The Democrats, who control both houses of the Legislature, crafted an alternative written in such a way that it needs only a simple majority.

It would require employers to spend at least 7.5 percent of payroll on health care or pay that amount into a state-run pool.

That is almost double what Schwarzenegger has proposed, and he has warned he will veto it.

"The governor and the Legislature are inches apart, but neither side wants to give that final inch," said Larry Levitt, a vice president with the Kaiser Family Foundation.

Success in California could be crucial to Democrat John Edwards' presidential hopes.

The former North Carolina senator's plan for nationwide health care is a compromise between Schwarzenegger's and the Democrats'.

"What the experience in California shows is it's very hard to do," Levitt said.

The governor never found a legislative sponsor for his plan until Assembly Speaker Fabian Nunez, D-Los Angeles, decided to introduce it this week to show it will not pass.

Instead, the governor held public forums to exhort people to take responsibility for their health and make sure they have insurance.

But support for his ideas has slipped as the debate has bogged down.

In December, the nonpartisan Field Poll found it was favored by 52 percent of voters.

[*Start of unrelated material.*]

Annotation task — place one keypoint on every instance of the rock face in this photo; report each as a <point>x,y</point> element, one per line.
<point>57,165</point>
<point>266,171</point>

By August, that had fallen to 33 percent; that is about equal to the number who said they supported a single-payer system run by the government.

The governor's salesmanship has paid off in some quarters.

Small businesses and restaurants - who said this week they would support a sales tax increase to fund health care - have moved closer to his side.

But that may be because they fear the Democratic alternative would be far worse for them.

Democrats also have moved away from the plan they passed four years ago, which placed a far greater burden on employers.

Voters repealed it the next year, with help from the newly elected Schwarzenegger.

Labor unions say they are behind the Democrats' new plan.

But they worry the working poor will be asked to pay too much and that
employers will dump their workers into a state-run insurance pool.

Depending on when lawmakers decide to adjourn, there may be as little as two weeks before the legislative session ends.

A prolonged budget stalemate drained time and energy, and created
much bitterness in the Capitol.

While the governor and Democratic leaders insist they want a deal on health care, one lawmaker has concluded that failure might be the best option.

"I hope that none of these ill-conceived, quickly thrown together plans will pass this year," said state Sen. Sheila Kuehl, the Santa Monica Democrat who chairs the Senate Health Committee and advocates a single-payer system.

"Because really, that is not good for California."